A full year out, everything was sorted…Or so I thought.
It was only this weekend, while idly tracing the eclipse path on a map, that the horrible truth revealed itself. The eclipse occurs just before sunset on August 12th, with totality at around 20:32 local time. At that moment, the sun will sit at an azimuth of approximately 280 degrees, almost due west, and a mere four degrees above the horizon.
Four degrees. Barely above the rooftops. My beach faces east. Between me and that critical western horizon sits the entire city of Valencia.
A year of planning, undone by the most basic of oversights: I never once checked which way the hotel was facing.
My first instinct was damage limitation. Every rooftop bar and viewing lounge worth its salt had pivoted to a ticketed eclipse experience, and every last one had sold out long ago. The prime western waterfronts? Gone. The clever spots the locals had quietly earmarked? Gone. The city had done its due diligence rather better than I had.
So I scrambled for whatever was left: a ticketed event on salt marshes twenty miles outside the city. Clear western horizon, unobstructed views, and absolutely nothing else to recommend it.
The tickets are $500 each.I have myself, my wife, and two adult children. Two thousand dollars. For a two-hour excursion to a salt marsh. All because I spent years planning the astronomy and approximately zero minutes thinking about hotel orientation. The hotel, incidentally, cost not much more than those tickets.
The real sting, however, is that you can’t easily flee. When a solar eclipse strikes a major European city at the absolute peak of the August holiday season, the roads will inevitably paralyse. Local authorities are already whispering the word gridlock. Hiring a car to escape the urban rooflines is a gamble that likely ends in a multi-lane parking lot on the edge of town. Lack of due diligence is constricting my options.
Optimise one variable obsessively, overlook another entirely, and the savings you worked so hard to capture end up funding someone else’s overpriced catering.

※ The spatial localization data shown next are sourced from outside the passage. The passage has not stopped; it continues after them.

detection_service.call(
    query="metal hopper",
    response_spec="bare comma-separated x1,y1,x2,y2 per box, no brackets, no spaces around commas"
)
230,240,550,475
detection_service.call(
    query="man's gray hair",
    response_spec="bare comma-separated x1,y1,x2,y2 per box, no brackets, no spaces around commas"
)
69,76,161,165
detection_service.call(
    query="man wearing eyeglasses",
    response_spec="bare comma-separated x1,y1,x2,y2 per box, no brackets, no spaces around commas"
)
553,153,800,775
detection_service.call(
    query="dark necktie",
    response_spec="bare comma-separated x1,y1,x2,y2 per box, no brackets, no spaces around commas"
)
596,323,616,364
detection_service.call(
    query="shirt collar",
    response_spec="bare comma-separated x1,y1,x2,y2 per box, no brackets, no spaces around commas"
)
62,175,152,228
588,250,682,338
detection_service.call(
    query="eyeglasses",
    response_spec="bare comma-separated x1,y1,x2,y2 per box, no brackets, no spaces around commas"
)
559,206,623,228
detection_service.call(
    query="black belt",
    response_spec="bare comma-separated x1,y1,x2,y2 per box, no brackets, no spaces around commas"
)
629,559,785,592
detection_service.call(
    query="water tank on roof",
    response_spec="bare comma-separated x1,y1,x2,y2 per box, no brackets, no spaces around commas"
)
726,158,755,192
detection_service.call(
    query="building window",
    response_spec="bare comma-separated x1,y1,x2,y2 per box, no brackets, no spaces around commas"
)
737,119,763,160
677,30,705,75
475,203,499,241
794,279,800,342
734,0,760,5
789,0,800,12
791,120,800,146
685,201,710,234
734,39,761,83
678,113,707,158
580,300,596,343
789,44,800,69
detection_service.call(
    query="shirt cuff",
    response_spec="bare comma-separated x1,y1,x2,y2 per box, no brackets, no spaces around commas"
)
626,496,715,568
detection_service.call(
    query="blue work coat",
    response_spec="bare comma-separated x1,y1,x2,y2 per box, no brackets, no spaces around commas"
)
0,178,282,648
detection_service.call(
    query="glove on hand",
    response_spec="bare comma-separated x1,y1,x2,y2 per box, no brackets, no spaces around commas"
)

I haven’t pulled the trigger on the tickets yet. I’m still looking for alternatives, but the clock is ticking loudly. And in my experience, when you’re scrambling at the last minute to fix a position you got wrong, you rarely get a good price.
Mark, I had a couple of suggestions for alternative places to watch, if they would work out for you. We were in the area of the recent eclipse here in the US. Spouse and I went to a local winery to watch. It was a great time. Our kids took the grandkids to a local elementary school to watch. See what kind of things are nearby to where you are staying. Some of them might be free, like what our kids did. Good luck. Chris
Pull the trigger. You’ve already committed to the major part of the cost by booking flights, accommodations, etc. You know you’re going to eat while there. Most of the cost is already baked in.
A saltmarsh excursion sounds like a lot of fun. Leave very early, bring a picnic basket and a couple of bottles of wine (or are they supplied?), and have the blast you want to have.
Mark, I can tell you from direct personal experience that “a multi-lane parking lot on the edge of town” can be a perfectly memorable place to watch an eclipse.
Nine years ago, Sarah and I drove about four hours to Salem, Oregon from our beach house to see a promised two minutes of totality. We overnighted in our camper van at a highway rest stop and at 6AM we headed to a big central park where thousands would be gathering.
Good luck. The traffic was insane. So an hour before the eclipse we gave up and pulled into a supermarket parking lot with an open view. We took two folding chairs out of the van, I walked over to the store and bought a mocha, and we watched the eclipse.
Trust me, once it begins you won’t have any awareness of where you are. It’s magical, all-consuming. It was one of the greatest experiences of my life. And people still chuckle when I tell them I watched it from a Safeway car park.
Just hire a local driver and go. He’ll find you a place.
I like how you think, Mike. Chris
Any chance your hotel has made arrangements for rooftop viewing of the eclipse?
Unfortunately it’s a vertically challenged two storey hotel.
Mark I see lot of implicit not explicit corollaries to investing in your post. Knowing your writing style you did this on purpose.
Well David, Suzie thought I was being too subtle and needed to spell it out more — but your comment proves I didn’t need to at all. Vindicated.